Physical characteristics are also a poor reason to marry someone or not. If you find the person physically attractive then that is all that matters and often that comes with getting to know the kind of person they are, and your admiration for them, can lead to a physical attraction. But to marry someone because he has big muscles or she has a cute face and perky boobs are foolish reasons as these characteristics are only temporary, as is virginity.



Again the important things are your shared sense of morality, beliefs, attitudes in common, same approach to and desire for sex etc rather than whether a woman is a virgin or not.

Personally, I do not think its possible to know whether you are sexually compatable with someone unless you have had about a years experience of sex with them, so I would never advocate someone to marry as a virgin, as too many relationships fail through mismatched sex drives/interests.
Louise C
2011-03-07 07:21:31 UTC
Well, since I lost my virginity when I was in my teens, I never encountered any such men.
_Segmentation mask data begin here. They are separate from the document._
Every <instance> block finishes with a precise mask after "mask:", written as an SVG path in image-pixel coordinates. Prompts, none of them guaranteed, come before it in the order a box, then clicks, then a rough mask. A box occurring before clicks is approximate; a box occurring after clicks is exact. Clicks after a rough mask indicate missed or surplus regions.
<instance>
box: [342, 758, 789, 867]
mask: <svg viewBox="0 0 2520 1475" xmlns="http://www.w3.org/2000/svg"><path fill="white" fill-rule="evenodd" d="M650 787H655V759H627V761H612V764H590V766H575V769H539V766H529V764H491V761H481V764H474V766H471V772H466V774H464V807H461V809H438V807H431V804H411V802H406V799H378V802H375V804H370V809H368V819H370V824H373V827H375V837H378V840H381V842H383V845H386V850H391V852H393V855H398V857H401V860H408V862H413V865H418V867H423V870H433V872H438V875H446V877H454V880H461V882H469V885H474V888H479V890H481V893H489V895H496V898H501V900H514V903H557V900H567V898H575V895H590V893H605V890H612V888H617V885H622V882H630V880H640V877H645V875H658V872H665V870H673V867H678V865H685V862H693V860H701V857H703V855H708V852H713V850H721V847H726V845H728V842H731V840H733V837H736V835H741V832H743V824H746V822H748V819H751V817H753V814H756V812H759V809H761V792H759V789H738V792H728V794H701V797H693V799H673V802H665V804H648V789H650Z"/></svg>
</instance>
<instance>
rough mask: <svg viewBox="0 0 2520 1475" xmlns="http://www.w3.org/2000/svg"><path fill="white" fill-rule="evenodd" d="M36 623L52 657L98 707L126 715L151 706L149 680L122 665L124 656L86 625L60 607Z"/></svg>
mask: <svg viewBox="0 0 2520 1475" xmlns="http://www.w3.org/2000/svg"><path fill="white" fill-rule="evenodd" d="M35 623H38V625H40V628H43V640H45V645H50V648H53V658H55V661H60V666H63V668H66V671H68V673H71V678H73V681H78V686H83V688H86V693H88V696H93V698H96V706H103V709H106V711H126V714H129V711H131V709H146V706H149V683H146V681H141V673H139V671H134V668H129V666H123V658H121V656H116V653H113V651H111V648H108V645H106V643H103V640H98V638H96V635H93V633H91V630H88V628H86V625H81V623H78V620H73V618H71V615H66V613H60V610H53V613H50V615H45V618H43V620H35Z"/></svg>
But I don't mind if men want to marry virgins, they just aren't the kind of men I (for obvious reasons) would ever have had much to do with.
2011-03-06 10:14:05 UTC
dude your being so sexist... because your thinking. Feminists will try to cram crap on you like this. It doesn't work in western countries for sure, most sleep around but want morals... in middle eastern countries the latter applies, they are expected to behave humbly. therefore west world women = stupid, while middle eastern are stuck in their situation.
2011-03-06 10:16:29 UTC
In my experience, celibate women are that way because they are tired of men. They've had sex with men and didn't get what they wanted. It's not like sex is a biological need for women, like it is for men, so they're not missing out.



Now that you know their reasons, do you still admire them?
2011-03-06 10:17:53 UTC
because it is patriarchal and reminiscent of biblical times which imply a mans ownership of a woman



it is also hypocritical because a man is not expected to be a virgin but women are - which of course is completely idiotic.
2011-03-06 10:20:23 UTC
Dude



Feminists are going to bash everything you say or do if you have a penis.